Il secondo racconto, che porta il titolo "Absolve Domine", è uno spassoso ricordo dei giorni tristi o meglio agrodolci dell'ospedale. Il nostro Pio, che nonostante sia stato operato di un tumore non si lascia per questo deprimere, è sempre disposto, nel suo naturale e spontaneo entusiasmo ed amore per la vita, a incoraggiare ed animare gli altri pazienti che aspettano il loro turno per essere operati. Uno di questi è un siciliano che è "paurosamente depresso" e l'infermiere gli chiede di "tirarlo su". Pio, che conosce bene la Sicilia e Palermo, gli parla della sua terra e della storia siciliana di Federico II di Svevia, del teatro Massimo, di Bellini, che scrisse l'opera "Montecchi e Capuleti" di ambiente vicentino, in quanto la storia di Giulietta e Romeo è nata dalla fervida fantasia di un vicentino, dei "Vespri siciliani" di Verdi, il cui testo francese è stato tradotto da un altro vicentino Arnaldo Fusinato. Insomma, dopo tanto parlare, il povero siciliano si rasserena e il giorno dopo affronta tranquillo e pacifico l'intervento. Visto il buon esito nei riguardi del siciliano, l'infermiere gli parla di un altro paziente che disperato continua a piangere. Si tratta di una contadino vicentino. Il pio... Pio si presta a rincuorarlo e gli parla delle sue esperienze agricole. Il pover'uomo incomincia a confidarsi e gli ricorda di aver fatto parte del coro della parrocchia e aver cantato le messe di Perosi e in particolare la messa da morto che riportava i versi in latino «Absolve Domine animas omnium fidelium defunctorum». Chemello, che ha diretto il coro della sua parrocchia, incomincia cantare con lui questo celebre pezzo. Tutti i pazienti si fanno attorno ai due improvvisati cantori. Interviene la suora allarmata: «Cosa succede qua? Me pareva de sentire 'na messa cantà!». «No, no, suora.

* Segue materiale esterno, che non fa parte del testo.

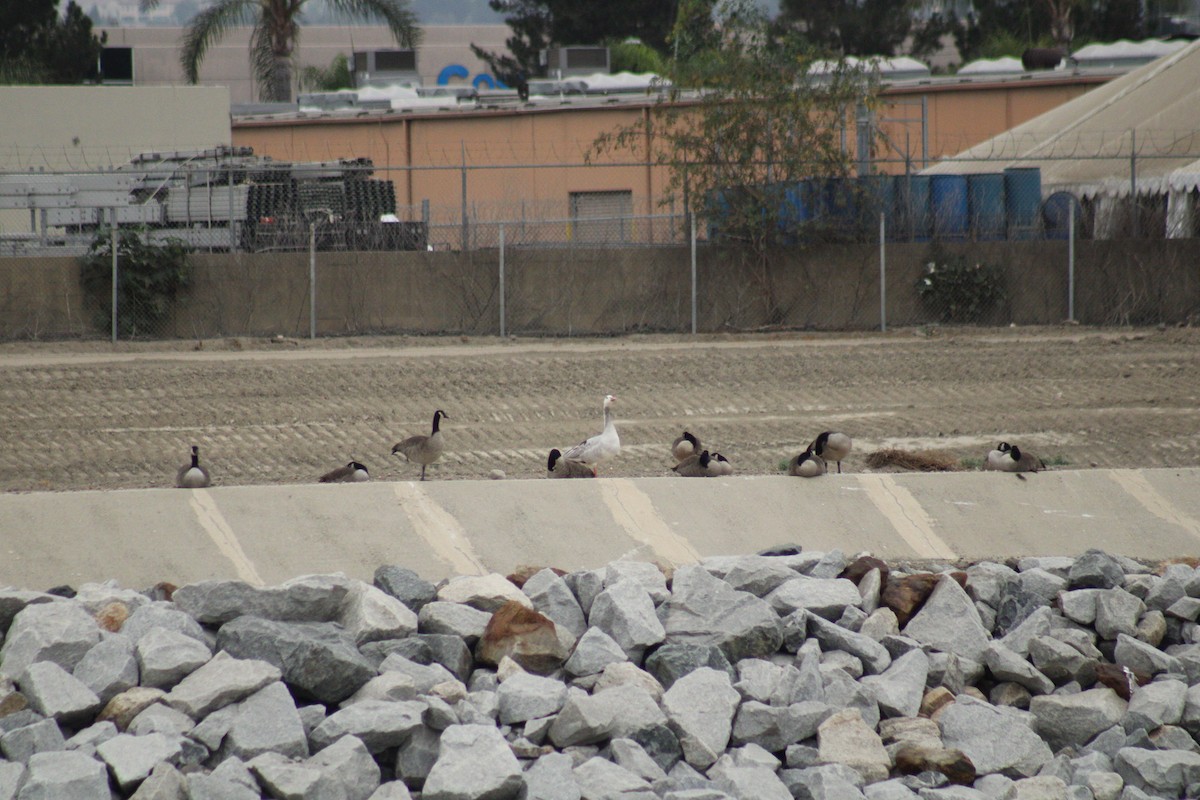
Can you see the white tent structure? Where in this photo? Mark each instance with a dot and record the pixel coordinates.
(1132, 140)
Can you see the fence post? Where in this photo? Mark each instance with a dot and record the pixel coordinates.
(312, 278)
(115, 270)
(502, 281)
(1071, 260)
(883, 274)
(693, 218)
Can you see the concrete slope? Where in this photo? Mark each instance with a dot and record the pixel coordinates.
(269, 534)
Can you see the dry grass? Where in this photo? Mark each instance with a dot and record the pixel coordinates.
(922, 461)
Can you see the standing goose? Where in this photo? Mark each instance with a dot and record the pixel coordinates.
(192, 476)
(696, 465)
(831, 445)
(719, 464)
(353, 473)
(1009, 458)
(420, 449)
(559, 467)
(807, 464)
(603, 446)
(684, 445)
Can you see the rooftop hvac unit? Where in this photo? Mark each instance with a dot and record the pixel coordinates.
(576, 60)
(385, 68)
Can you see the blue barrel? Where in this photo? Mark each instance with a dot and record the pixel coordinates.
(1023, 202)
(948, 204)
(985, 205)
(1056, 215)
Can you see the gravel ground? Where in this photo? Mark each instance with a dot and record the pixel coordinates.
(83, 415)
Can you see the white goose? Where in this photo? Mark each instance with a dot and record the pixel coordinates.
(603, 446)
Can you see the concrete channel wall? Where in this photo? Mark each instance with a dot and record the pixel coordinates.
(269, 534)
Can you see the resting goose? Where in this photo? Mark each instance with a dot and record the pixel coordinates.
(807, 464)
(353, 473)
(696, 465)
(559, 467)
(192, 476)
(603, 446)
(1009, 458)
(831, 445)
(684, 445)
(420, 449)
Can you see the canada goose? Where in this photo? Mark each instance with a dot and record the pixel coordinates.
(192, 476)
(684, 445)
(353, 473)
(807, 464)
(604, 445)
(559, 467)
(831, 445)
(719, 464)
(695, 465)
(420, 449)
(1009, 458)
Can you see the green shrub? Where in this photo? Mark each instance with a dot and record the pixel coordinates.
(151, 276)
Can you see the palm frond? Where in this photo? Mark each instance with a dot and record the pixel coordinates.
(208, 28)
(397, 14)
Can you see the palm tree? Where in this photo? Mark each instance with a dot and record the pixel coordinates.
(276, 31)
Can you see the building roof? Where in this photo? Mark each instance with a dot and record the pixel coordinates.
(1147, 119)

Cantavino la messa da morto ma, come che la vede, semo ancora qua tuti vivi».


Sangue sul Grappa

Un altro avvincente ma tragico racconto porta il titolo "Sangue sul Monte Grappa". Un giorno i genitori di Pio vanno all'istituto Filippin di Paderno del Grappa per aver notizie sugli studi dei loro quattro figlioli. Un'occasione magnifica per una giornata all'aperto in libera uscita. L'autista di famiglia Giovanni li porta a fare una gita sul Grappa (luogo ben noto al loro padre, classe 1880, che aveva fatto la guerra sull'Altopiano dentro una baracca di munizioni a Campomulo). Salendo incontrano una colonna di camion militari che va a festeggiare l'anniversario della vittoria. Arrivano sul grande piazzale e gustano il loro panino di salame con gazosa. Poi il ritorno. A questo punto diamo la parola all'autore: «La strada è bloccata. Guardo trepidante la valle e poi il camion. Quale terrificante visione: da una parte cinque teste mozzate e accanto cinque corpi decapitati, e sangue, sangue ovunque sulla strada e altri corpi dilaniati esposti ai miei occhi di bimbo inorridito». Un racconto indimenticabile in un libro indimenticabile che consigliamo vivamente a tutti e soprattutto ai cultori di storie vicentine.